Belanghebbende stelt zich op het standpunt dat geen vergrijpboetes over deze tijdvakken kunnen worden opgelegd nu dit in strijd is met artikel 7 van het EVRM en artikel 15 van het IVBPR. Ten tijde van het begaan van de beboetbare feiten luidde de inkeerregeling zo, dat geen vergrijpboete zou worden opgelegd. Pas later is de bepaling – ten nadele van belanghebbende – gewijzigd.

De Rechtbank is van oordeel dat voorop moet worden gesteld dat bij de wetgever geen sprake is van gewijzigd inzicht met betrekking tot de strafwaardigheid of de strafbaarstelling van het doen van een opzettelijk onjuiste aangifte. Evenmin is sprake van een gewijzigd inzicht van de wetgever met betrekking tot de hoogte van de boete die ter zake kan worden opgelegd. De wijziging betreft alleen de inkeerregeling en dan in het bijzonder de termijn waarbinnen de belastingplichtige gelegenheid heeft om zichzelf te corrigeren zonder dat een vergrijpboete volgt.

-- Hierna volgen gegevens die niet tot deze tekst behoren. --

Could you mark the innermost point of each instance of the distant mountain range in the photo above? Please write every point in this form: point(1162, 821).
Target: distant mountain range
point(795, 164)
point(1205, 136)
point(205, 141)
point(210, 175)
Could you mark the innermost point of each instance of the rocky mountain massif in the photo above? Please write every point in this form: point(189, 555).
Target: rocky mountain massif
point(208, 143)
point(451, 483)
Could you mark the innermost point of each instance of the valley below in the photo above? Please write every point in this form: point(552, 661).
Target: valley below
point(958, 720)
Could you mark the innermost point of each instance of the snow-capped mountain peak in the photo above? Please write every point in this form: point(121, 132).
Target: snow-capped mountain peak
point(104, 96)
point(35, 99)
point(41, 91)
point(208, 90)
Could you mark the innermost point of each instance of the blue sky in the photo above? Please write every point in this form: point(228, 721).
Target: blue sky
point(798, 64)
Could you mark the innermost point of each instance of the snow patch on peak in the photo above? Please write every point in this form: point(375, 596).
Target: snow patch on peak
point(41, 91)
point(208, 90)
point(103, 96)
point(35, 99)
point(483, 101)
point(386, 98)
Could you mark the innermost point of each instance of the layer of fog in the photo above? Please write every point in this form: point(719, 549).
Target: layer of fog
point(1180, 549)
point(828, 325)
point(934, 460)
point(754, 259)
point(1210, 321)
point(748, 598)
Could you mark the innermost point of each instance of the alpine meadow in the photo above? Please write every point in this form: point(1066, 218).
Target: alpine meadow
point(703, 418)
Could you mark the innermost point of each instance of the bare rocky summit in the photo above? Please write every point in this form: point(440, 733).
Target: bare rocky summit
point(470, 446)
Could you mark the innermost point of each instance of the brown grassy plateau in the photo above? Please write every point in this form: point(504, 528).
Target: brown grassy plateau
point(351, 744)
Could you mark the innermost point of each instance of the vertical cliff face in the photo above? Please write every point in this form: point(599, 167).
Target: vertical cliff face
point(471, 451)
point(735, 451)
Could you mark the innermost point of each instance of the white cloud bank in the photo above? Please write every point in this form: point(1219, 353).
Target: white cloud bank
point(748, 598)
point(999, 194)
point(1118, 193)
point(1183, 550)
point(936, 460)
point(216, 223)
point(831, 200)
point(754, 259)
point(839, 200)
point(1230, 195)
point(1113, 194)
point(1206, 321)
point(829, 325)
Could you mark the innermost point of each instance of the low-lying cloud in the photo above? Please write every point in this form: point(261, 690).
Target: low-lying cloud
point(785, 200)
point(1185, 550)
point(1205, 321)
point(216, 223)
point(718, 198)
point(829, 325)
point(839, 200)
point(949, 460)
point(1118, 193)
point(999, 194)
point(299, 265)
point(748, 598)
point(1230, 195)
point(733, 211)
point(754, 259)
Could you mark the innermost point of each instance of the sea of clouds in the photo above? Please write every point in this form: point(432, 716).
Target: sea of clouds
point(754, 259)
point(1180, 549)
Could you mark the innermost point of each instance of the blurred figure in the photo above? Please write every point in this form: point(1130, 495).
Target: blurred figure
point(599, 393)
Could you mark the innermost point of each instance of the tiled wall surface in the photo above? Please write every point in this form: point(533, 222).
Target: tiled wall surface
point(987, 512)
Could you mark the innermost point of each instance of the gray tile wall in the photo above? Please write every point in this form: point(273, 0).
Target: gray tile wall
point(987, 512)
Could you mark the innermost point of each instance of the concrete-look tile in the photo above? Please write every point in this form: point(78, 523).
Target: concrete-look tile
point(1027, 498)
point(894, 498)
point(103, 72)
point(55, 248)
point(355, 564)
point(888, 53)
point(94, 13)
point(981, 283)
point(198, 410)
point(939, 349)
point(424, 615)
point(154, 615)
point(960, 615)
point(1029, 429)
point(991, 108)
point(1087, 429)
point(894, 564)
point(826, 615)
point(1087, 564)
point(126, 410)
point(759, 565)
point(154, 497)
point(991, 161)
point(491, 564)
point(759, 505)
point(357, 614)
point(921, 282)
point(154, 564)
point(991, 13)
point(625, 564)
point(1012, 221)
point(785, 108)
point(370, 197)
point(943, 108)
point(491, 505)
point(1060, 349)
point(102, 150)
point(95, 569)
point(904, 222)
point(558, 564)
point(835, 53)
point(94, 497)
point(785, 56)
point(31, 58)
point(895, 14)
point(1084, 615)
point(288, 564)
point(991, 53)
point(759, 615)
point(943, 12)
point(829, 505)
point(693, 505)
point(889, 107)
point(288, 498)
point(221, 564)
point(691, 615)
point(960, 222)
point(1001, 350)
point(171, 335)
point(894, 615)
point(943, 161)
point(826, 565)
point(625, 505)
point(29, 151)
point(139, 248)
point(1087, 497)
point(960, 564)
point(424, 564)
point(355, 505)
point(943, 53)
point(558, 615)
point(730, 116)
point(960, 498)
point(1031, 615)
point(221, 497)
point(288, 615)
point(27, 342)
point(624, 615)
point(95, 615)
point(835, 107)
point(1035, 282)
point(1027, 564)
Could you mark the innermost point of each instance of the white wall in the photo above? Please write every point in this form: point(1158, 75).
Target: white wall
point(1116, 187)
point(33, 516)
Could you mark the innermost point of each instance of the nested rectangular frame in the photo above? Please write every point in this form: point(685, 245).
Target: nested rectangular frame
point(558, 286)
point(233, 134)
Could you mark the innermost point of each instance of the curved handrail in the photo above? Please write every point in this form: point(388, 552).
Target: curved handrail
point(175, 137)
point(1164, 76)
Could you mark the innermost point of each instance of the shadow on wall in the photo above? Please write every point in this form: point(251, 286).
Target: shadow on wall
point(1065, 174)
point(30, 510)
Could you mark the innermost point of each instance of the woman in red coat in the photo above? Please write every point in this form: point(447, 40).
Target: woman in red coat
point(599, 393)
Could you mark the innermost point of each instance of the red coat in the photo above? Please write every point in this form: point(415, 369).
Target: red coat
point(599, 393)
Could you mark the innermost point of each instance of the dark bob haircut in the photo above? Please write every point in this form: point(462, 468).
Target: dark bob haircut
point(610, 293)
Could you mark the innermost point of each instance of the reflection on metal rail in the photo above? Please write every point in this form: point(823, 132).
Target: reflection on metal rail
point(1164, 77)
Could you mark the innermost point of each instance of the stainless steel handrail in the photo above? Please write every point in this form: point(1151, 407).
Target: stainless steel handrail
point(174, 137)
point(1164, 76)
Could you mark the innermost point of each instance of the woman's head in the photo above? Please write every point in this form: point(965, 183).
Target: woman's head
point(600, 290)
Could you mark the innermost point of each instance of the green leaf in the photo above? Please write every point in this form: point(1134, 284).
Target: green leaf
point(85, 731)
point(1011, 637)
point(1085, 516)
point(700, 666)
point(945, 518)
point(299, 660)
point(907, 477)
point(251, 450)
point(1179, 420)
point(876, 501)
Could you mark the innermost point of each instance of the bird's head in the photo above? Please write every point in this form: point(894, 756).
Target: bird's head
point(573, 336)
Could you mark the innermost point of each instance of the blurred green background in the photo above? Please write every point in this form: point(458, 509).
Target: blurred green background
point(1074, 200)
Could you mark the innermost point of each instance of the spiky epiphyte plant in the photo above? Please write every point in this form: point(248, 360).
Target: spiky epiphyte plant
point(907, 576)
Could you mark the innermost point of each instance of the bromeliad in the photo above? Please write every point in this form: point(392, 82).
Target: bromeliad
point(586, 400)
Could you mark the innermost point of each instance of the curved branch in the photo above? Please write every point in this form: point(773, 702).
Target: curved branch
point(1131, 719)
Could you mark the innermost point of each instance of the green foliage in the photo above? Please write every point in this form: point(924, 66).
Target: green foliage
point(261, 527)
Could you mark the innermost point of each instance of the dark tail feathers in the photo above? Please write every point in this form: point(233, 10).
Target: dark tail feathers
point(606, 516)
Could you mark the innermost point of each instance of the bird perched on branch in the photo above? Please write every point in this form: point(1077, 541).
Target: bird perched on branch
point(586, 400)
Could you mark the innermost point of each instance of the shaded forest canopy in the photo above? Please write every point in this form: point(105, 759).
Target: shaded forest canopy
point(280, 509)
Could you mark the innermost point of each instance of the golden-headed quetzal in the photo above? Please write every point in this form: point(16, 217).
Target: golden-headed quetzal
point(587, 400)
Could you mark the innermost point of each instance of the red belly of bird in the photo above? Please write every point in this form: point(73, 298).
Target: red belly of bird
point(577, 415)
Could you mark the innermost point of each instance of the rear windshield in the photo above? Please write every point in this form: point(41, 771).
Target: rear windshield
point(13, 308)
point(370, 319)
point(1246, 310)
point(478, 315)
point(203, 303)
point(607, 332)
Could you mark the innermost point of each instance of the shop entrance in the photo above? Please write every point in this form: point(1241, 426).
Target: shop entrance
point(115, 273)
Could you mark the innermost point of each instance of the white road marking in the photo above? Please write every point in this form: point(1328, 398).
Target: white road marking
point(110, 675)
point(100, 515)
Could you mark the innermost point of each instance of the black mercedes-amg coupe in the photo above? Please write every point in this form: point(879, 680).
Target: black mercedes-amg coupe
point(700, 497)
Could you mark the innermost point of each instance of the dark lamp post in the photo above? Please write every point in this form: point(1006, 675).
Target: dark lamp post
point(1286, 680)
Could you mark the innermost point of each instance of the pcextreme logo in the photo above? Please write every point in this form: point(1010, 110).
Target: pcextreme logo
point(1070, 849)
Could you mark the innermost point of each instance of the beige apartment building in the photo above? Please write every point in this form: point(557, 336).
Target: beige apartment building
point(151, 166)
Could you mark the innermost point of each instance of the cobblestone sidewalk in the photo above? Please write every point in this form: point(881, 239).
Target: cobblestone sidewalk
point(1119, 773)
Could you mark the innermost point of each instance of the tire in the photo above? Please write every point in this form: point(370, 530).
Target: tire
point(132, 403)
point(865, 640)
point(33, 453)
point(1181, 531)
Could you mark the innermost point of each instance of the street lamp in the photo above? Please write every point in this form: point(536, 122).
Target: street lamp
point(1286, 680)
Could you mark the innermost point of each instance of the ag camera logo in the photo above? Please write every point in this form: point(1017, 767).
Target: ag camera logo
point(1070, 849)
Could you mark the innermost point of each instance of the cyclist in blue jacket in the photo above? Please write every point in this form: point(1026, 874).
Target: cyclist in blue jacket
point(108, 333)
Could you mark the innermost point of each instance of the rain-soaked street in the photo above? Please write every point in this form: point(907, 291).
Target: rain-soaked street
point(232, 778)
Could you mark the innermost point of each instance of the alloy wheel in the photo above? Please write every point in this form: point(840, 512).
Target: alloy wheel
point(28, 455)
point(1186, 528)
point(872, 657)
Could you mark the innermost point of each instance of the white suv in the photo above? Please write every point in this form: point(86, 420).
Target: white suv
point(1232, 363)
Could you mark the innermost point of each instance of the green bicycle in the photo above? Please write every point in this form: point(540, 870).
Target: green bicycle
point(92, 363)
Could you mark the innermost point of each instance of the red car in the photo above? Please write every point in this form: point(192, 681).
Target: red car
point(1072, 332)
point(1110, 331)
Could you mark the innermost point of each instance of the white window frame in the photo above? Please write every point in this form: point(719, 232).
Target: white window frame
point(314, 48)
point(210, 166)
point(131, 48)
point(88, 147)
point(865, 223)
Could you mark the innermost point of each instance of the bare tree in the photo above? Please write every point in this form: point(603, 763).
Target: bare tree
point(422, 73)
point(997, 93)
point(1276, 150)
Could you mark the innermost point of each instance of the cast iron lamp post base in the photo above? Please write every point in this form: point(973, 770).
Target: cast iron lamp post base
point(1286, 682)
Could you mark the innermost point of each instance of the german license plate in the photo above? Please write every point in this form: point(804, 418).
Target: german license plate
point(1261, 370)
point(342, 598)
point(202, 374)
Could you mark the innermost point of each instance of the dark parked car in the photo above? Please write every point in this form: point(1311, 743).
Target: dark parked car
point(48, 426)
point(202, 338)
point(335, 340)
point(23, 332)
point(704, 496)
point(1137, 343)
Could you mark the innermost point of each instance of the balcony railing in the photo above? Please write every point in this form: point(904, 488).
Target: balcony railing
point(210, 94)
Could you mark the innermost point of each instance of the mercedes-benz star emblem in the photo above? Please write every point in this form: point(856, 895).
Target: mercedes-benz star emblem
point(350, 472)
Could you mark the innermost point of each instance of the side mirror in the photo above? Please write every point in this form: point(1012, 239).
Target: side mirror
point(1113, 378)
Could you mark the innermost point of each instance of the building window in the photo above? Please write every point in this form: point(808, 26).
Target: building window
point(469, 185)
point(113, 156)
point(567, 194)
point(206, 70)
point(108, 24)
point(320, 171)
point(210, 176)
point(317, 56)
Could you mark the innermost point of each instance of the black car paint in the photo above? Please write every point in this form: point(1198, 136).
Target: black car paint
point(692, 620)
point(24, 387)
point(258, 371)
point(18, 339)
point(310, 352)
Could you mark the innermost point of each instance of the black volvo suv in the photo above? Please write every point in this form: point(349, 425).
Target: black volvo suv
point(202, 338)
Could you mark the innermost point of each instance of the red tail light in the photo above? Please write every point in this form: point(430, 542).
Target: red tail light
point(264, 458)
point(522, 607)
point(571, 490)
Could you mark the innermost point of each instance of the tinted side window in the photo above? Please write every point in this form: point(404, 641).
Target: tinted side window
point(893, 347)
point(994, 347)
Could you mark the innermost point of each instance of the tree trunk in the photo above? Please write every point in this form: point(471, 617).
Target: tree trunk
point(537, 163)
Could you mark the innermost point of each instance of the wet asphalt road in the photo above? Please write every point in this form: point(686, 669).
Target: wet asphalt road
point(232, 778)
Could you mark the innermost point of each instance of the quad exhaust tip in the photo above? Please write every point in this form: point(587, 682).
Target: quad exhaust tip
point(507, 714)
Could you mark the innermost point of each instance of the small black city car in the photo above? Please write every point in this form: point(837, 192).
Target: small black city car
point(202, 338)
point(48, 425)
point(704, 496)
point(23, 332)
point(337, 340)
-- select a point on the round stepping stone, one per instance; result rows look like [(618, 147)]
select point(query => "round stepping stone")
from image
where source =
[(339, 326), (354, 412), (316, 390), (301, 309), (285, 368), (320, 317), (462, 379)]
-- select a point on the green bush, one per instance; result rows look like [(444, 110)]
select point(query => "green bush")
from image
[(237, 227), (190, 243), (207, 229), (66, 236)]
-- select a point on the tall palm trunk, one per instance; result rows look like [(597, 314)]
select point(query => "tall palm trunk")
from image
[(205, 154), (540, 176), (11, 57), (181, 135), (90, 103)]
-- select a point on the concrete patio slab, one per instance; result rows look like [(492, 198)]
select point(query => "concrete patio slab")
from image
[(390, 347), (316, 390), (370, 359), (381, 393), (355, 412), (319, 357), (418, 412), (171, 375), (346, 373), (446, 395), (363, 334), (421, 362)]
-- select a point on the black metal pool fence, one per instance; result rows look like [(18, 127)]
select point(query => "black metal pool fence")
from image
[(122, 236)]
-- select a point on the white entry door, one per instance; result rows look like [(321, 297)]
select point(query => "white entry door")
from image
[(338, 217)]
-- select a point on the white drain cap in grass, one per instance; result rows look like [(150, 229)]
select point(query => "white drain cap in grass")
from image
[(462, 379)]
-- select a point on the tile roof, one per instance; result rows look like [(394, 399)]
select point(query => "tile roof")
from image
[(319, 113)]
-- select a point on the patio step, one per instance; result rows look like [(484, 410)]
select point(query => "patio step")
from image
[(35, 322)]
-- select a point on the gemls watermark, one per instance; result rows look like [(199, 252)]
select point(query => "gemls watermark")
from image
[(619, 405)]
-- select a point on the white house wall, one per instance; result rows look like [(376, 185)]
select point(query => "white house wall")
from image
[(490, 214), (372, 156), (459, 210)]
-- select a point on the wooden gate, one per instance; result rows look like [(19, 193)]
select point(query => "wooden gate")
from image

De Rechtbank is van oordeel dat ingeval zou worden ingekeerd vóór de versobering van een algemene inkeerregeling, het EVRM zich ertegen zou verzetten dat onmiddellijke werking van die versobering zou meebrengen dat een zwaardere straf zou worden opgelegd dan mogelijk was op basis van de inkeerregeling die gold op het moment van inkeer. Bij belanghebbende vindt de inkeer echter plaats ná de wijziging van de inkeerregeling en na de daarbij gegeven overgangstermijn. Belanghebbende wist, althans moet naar het oordeel van de Rechtbank hebben geweten, dat het inkeren volgens de nieuwe inkeerregeling na het verstrijken van de daarbij gegeven overgangstermijn niet meer straffeloos zou kunnen. Internationaalrechtelijke bepalingen verzetten zich dan ook niet tegen de keuze van de wetgever om in een dergelijk geval de nieuwe inkeerregeling van toepassing te achten.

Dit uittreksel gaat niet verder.